In his edition of Cook's journals of the first voyage, the Cook scholar John Beaglehole describes the book as a "primary authority for the voyage". Reviewing the 1984 reprint edition, the maritime historian Barry M. Gough praises Parkinson and states "he would have produced a better book had he lived", and gives the same assessment as Beaglehole on the authority of the book.
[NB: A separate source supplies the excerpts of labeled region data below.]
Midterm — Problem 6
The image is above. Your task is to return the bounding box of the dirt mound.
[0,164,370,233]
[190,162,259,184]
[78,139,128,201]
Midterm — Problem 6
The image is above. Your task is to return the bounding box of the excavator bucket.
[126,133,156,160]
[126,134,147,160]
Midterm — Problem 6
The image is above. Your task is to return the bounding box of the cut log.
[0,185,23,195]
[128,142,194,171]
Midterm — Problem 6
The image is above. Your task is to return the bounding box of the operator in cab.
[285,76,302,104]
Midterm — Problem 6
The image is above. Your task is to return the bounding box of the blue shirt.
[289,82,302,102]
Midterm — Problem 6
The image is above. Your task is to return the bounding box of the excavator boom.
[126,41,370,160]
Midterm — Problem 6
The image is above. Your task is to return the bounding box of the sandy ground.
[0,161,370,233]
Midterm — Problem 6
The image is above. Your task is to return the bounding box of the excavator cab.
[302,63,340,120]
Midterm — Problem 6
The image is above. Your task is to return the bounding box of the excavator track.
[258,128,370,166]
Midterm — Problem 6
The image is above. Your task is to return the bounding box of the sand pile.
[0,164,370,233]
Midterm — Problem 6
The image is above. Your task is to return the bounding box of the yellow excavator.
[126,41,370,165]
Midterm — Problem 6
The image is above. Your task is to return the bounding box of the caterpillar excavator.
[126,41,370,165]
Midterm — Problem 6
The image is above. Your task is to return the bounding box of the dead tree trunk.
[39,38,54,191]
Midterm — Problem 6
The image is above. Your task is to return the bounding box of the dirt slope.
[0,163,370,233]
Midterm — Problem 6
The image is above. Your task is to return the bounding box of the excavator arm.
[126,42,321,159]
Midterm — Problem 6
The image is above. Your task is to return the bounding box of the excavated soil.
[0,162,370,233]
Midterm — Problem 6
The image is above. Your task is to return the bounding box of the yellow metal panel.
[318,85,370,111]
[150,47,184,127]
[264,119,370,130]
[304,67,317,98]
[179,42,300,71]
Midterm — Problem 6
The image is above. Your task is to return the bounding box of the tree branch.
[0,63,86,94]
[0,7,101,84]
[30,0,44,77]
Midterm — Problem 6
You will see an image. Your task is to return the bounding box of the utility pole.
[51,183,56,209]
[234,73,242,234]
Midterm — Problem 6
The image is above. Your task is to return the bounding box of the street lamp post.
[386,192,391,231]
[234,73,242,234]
The botanist Elmer Drew Merrill, while calling the fact that the journal was published "on the whole, fortunate", dismissed the quality of the botanical content, stating "It is clear that Parkinson ... did not realize what he was doing when he recorded the Solander generic and specific names, and his brother Stanfield ... was even less informed", and went on to suggest that the entire Journal be considered outlawed as an opus utique oppressum. This suggestion was not followed by all authors. Another botanist, Harold St. John, rejected the names in Parkinson's book because they contained hyphens, but accepted the same names without hyphens as validly published in a 1774 German translation by an author known as "Z" of the chapter on plants. Other authors consider the question of hyphens to be just a typographical error. The identity of "Z" was unknown until 2006, when he was identified as Friedrich August Zorn von Plobsheim (1711–1789).